So, 26. Mai 2019
08.05.2019 15:41

In Höhe von 1000 Euro

Flüchtling wurde von Stadt Wien Kaution geschenkt

Jetzt wird eine Form der sozialen Unterstützung bekannt, die den meisten wohl nicht geläufig war. Die Stadt Wien verschenkt großzügig Kautionen für Wohnungen - wie etwa im Fall eines Asylberechtigten: Nach dem Auszug wollte der Vermieter der MA 40 die 1000 Euro zurücküberweisen.
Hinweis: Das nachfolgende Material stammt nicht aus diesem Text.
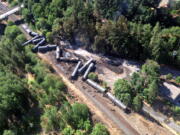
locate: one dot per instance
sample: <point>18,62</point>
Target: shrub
<point>93,77</point>
<point>169,76</point>
<point>178,79</point>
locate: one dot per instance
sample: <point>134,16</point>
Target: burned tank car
<point>65,59</point>
<point>96,86</point>
<point>90,67</point>
<point>44,49</point>
<point>30,41</point>
<point>59,53</point>
<point>31,33</point>
<point>116,101</point>
<point>75,71</point>
<point>81,70</point>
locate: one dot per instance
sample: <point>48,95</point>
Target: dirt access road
<point>105,110</point>
<point>115,123</point>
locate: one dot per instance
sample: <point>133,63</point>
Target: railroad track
<point>118,120</point>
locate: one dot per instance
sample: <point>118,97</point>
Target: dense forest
<point>33,99</point>
<point>135,29</point>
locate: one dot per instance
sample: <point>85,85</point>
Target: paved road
<point>119,121</point>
Aber die will sie nicht.

Der Asylberechtigte bezog im November 2015 eine Wohnung, vor allem dank der tatkräftigen Unterstützung der Stadt Wien - mit der Förderung „Hilfe in besonderen Lebenslagen“ wurde die Kaution für den Mann in der Höhe von 1000 Euro übernommen und an den Vermieter überwiesen.

Vermieter will Kaution zurücküberweisen, Stadt lehnt ab
Mehr als drei Jahre später zog der Flüchtling nun aus. Die Überraschung: Der Vermieter will der Stadt die 1000 Euro Kaution zurücküberweisen, aber die lehnt dankend ab: Die Kaution sei dem Asylberechtigten zu überreichen.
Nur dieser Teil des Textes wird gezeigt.